Oh, and just to rule it out further, I also tried downloading it again as a fresh run when I was able to upgrade my computer to have the specs I'd been trucking along with now... get a load of this. So, while the in-game framerate counter was saying I was doing 90 frames/sec even with everything turned up, the whole thing felt like I was only running at 10. Seriously. I wish I was joking. So instead of getting better... the upgrades made it
worse! And while i understand that the game had received a bunch of patches that were supposed to address this... they never patched the demo to provide a realistic expectation. Sadly, the only thing that looked better for all the extra trouble was the foliage... which all things considered, is pretty low on the list of things I care about looking good in an FPS.
And as an insult to injury... one of my roommates at the time had a spare copy of Far Cry 2, which used the same engine, but had some time to be worked on by Ubisoft, right? Not only did the game run better and could be turned up at much higher settings than Crysis, but even when the in-game FPS counter was showing ~25frames/sec, it was running so fluidly, I could have just been fooled into thinking it was a 60fps game. This really confused me, so I did some more investigation into the matter, and trying to find out why Crysis sucked so hard to play even this much later. I then stumbled across one of their dev blogs, with the timeline around the time they were working on Crysis 1 and then its expansion, Warhead... I was honestly insulted with the amount of
bitching and whining that they were doing, complaining about things like having to
optimize their game when EA requested it of them... and complaining about it for
every single facet of the game! The controls, the framerate, the graphics... everything that EA wanted them to fix, they bitched and moaned and whined and pissed and carried on about it, like if EA was trying to get them to cure cancer with it. All they were asking of them was just very reasonably
make the game not suck for 90% of the hardware out there... was that really so hard?

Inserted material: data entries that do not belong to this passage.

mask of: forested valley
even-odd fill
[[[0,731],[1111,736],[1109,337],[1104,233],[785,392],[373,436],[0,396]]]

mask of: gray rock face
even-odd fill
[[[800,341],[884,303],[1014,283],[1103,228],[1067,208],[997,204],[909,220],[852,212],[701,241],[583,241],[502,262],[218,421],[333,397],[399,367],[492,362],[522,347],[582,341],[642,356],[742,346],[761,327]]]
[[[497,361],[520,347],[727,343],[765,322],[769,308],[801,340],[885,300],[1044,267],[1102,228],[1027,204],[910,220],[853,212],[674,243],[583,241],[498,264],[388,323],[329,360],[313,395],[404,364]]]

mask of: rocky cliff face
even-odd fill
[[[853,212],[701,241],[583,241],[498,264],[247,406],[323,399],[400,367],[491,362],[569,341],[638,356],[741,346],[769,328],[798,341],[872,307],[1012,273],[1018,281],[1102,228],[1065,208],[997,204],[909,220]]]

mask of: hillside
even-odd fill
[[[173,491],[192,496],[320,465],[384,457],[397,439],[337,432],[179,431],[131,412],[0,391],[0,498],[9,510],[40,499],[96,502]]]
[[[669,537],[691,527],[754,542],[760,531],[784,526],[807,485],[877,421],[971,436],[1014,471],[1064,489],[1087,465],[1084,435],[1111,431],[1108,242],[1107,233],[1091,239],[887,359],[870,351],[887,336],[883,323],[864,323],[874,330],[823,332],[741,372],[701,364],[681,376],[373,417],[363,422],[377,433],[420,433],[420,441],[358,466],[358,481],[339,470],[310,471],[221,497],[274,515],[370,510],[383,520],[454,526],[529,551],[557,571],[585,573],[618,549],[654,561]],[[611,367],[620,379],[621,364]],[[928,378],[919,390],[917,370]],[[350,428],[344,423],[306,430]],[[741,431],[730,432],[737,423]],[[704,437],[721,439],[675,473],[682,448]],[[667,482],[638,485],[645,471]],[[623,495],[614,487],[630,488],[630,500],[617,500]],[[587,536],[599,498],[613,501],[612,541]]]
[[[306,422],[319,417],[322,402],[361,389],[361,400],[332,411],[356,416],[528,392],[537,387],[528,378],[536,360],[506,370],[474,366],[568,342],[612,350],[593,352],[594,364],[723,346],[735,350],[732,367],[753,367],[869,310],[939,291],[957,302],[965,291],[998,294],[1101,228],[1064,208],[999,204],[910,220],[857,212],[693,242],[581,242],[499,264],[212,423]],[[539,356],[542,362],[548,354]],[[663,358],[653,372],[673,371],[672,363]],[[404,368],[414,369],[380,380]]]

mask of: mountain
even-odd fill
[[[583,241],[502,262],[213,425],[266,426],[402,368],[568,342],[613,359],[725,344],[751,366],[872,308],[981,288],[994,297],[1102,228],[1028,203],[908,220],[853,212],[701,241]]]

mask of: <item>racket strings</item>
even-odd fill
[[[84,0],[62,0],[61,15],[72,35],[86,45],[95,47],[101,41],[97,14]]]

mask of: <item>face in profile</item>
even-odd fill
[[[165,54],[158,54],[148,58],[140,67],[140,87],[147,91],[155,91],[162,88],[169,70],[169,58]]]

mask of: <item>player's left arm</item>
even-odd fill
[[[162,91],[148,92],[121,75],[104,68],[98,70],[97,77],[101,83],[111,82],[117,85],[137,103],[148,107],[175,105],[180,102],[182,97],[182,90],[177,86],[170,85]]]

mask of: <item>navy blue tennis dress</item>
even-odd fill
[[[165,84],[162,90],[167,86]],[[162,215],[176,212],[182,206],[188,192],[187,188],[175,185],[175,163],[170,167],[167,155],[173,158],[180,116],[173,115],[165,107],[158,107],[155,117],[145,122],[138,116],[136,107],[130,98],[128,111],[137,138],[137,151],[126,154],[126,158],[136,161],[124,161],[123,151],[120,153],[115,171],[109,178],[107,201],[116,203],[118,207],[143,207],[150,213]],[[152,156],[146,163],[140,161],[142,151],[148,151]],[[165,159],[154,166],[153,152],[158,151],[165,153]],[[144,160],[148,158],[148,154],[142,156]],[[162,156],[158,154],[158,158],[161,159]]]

It seemed it was the devs' opinion that the only people that should be playing their game were those who could afford to spend north of $3000 USD for god-boxes meant to run the game, and
*expletive* everyone else that had a passing interest but a modest machine.
I'll never understand why EA chose to leave these guys alone instead of killing them off like they did:
- Westood Studios (the good C&C games)
- Pandemic ( Destroy All Humans )
- Bioware ( Kotor )
- Clover ( Okami )
But left these cluster-*Expletive* intact to expand and demand the rest of the industry to fix their broken shit.
We already have one tech demo company in the form of
id... that is, we used to. But even id software has actually shared their breakthroughs to help everyone make better games. Crytek seems to have no interest for any of that, and just wants everyone else to fix their broken turds. They are a stain on the industry at large, and ticked me off enough, I
handwrote them a letter saying that not only did I find their software awful, I wouldn't even waste the effort to pirate their broken mess as long as they continue being such a dev-zilla. Needless to say, they've yet to make anything that was even halfway worth a second glance, much less my interest.